A key element for a successful pay-for-performance approach requires the implementation of a total reward strategy. “A total reward strategy should include base salary, variable pay (short-term incentives and long-term incentives), other compensation, perquisites, benefits, and performance management” (Ben-Ora & Lyons, 2002, p. 34). What this encompasses is that for the implementation of a total rewards strategy to exist, a company needs to take a holistic look within the company’s framework and be sure to cover all aspects of rewards, especially those pertaining to employee performance.

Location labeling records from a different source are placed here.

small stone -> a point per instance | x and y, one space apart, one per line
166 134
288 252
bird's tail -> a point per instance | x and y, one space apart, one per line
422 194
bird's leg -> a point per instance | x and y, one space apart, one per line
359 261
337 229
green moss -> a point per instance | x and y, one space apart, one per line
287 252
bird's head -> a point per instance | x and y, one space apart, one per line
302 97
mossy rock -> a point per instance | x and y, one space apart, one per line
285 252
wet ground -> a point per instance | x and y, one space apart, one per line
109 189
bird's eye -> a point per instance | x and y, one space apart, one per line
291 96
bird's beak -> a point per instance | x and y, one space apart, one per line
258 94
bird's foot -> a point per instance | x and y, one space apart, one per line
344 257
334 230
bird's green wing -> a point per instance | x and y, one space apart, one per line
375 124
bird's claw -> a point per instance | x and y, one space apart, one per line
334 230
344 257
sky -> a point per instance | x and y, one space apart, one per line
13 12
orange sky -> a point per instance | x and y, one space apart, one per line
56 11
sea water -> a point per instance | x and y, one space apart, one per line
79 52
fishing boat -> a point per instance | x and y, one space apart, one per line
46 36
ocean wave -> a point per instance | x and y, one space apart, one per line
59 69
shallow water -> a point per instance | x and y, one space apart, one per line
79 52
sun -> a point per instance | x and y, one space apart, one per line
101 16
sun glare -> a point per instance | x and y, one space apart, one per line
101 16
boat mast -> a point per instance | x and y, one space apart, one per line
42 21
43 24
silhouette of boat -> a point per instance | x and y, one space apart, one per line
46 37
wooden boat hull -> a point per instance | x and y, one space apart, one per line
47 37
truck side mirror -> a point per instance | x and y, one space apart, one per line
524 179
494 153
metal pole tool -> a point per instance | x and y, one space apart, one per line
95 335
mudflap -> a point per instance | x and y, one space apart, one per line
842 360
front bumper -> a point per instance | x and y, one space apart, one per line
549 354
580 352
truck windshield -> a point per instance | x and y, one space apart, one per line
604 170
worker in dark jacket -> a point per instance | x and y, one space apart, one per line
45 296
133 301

To understand the meaning of total rewards, we must first start from the basics of human resource management. Organizations and companies across the country are experiencing a disconnect between employees, managers, and shareholders when it is tied to profit disbursement. Understandably, employees (those doing the majority of the labor) want to receive financial compensation and perquisites from upper level management while shareholders (those taking the financial risk) want to keep monetary gains to themselves. Studies have shown however, that the sharing of these profit margins from a total rewards aspect to employees increase the overall financial growth of a company based on a three year and five year study (Ben-Ora & Lyons, 2002). “We correlated the three and five-year financial performance of several publicly traded companies offering variable pay programs (approximately 100) against several variable pay plan design parameters. Our research showed that those that provided a variable pay plan using measures tied to specific individual employee performance showed a better overall financial performance and rate of return over both a three and five year period” (Ben-Ora & Lyons, 2002, p. 34). So if the companies are seeking financial gain, why are total rewards still a gray area in the workplace?
The major issues of total rewards within an organization start with the basic foundation of a strategy and a pay for performance structure. An organization must look at the big picture and answer the following self questions: “can your organization define and effectively communicate key individual measures to all eligible employees, can your organization embody a pay-for-performance philosophy, what is your desired competitive pay position, and what is your employee population make-up” (Ben-Ora & Lyons, 2002, p. 36). Answering the aforementioned questions will allow an organization to understand the total rewards strategy within their framework and identify the best practices for rewarding their employees.
As we can see, total rewards play a large role in the overall financial success of a company. In order for a company to thoroughly reap the benefits of increasing total rewards to its employees in an effort to maximize the overall financial growth, the company must evaluate its structured framework. From there, the managers and shareholders can capitalize on its management to employee relationship. As critics will call it impossible, utilizing total rewards to a company’s advantage just might make everyone happy.
References:
Ben-Ora, D. & Lyons, F. (2002). Total Rewards Strategy: The Best Foundation of Pay for Performance. Compensation & Benefits Review, 34, 34-40.